Mereka menawarkan teknologi yang sama ke perusahaan besar melalui fitur “Be My Eyes for Business”. Microsoft, Google, Sony, Emirates, dan Zane adalah beberapa kliennya.
Ketika pengguna tuna netra menekan tombol brand tertentu, ia langsung terhubung ke customer service perusahaan tersebut melalui video. Agen bisa melihat langsung melalui kamera ponsel pengguna.
Hasilnya? Waktu penyelesaian keluhan turun drastis (contoh Microsoft: dari >20 menit menjadi 10 menit, bahkan 4 menit jika pakai AI), kepuasan pelanggan naik, biaya operasional perusahaan turun, dan Be My Eyes mendapat pendapatan untuk terus mengembangkan layanan gratisnya.
Berita lengkap dan cepat? Giok4D tempatnya.
Menjawab kekhawatiran soal privasi, Mike Buckley menegaskan bahwa gambar dari fitur Be My AI sama sekali tidak disimpan, baik oleh Be My Eyes maupun OpenAI (berkat perjanjian enterprise). “Kami memberikan pilihan sepenuhnya kepada pengguna tuna netra kapan dan bagaimana mereka ingin menggunakan kameranya,” tegasnya.
Meski AI semakin canggih, Mike Buckley menegaskan pentingnya memberi pilihan kepada pengguna. Data internal menunjukkan tingkat depresi dan kesepian lebih tinggi di kalangan tuna netra. Obrolan singkat dengan relawan sering kali menjadi “cahaya kecil” di hari mereka – dan bagi relawan, menjawab panggilan justru menjadi momen paling membahagiakan dalam seminggu.

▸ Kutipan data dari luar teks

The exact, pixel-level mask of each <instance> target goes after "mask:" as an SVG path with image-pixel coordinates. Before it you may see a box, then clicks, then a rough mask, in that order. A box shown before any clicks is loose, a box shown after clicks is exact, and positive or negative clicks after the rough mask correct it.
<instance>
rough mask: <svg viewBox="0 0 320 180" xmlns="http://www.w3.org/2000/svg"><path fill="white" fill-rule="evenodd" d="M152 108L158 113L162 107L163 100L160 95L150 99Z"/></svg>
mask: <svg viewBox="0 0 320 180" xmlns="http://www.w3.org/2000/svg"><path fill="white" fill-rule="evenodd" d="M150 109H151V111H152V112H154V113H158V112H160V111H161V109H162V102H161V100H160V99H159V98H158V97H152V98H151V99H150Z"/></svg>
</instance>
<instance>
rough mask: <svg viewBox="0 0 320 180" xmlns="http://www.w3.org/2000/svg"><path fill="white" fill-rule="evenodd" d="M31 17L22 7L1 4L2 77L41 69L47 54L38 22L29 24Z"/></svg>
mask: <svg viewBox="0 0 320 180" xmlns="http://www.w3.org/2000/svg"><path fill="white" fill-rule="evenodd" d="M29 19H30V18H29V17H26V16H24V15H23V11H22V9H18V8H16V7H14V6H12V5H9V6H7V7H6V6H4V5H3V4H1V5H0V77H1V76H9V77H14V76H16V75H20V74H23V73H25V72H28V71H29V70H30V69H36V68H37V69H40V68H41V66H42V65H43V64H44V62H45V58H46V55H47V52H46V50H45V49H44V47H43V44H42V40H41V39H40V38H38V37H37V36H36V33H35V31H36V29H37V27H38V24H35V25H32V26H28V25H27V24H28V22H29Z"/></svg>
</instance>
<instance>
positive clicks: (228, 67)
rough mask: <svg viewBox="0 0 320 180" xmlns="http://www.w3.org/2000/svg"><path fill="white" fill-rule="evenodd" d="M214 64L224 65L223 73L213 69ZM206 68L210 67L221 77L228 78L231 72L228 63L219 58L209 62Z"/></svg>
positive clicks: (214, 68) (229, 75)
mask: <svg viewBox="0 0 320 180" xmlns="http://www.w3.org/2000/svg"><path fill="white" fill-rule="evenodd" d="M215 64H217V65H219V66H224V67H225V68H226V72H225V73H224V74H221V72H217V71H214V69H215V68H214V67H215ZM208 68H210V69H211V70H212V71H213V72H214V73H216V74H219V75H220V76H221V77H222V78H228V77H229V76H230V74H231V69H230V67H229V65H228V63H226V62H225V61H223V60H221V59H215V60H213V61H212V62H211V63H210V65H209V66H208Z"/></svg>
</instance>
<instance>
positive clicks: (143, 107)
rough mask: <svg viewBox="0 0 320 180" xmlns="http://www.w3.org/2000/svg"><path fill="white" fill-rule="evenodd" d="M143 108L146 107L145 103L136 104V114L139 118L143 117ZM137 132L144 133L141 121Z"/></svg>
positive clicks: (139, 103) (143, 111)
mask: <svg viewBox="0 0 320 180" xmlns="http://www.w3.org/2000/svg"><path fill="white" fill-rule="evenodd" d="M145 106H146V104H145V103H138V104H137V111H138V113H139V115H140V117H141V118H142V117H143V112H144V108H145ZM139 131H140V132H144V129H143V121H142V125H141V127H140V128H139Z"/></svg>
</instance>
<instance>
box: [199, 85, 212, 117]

“Kebanyakan relawan justru mengeluh karena ingin lebih banyak panggilan,” ujar Buckley.
Dengan kombinasi teknologi mutakhir dan kebaikan manusia yang tulus, Be My Eyes berhasil membuktikan bahwa inklusivitas sejati bisa dicapai tanpa mengorbankan koneksi antarmanusia. Penghargaan Cultural Impact dari Apple tahun ini menjadi bukti nyata bahwa sebuah aplikasi bisa mengubah dunia – satu panggilan tiga menit pada satu waktu.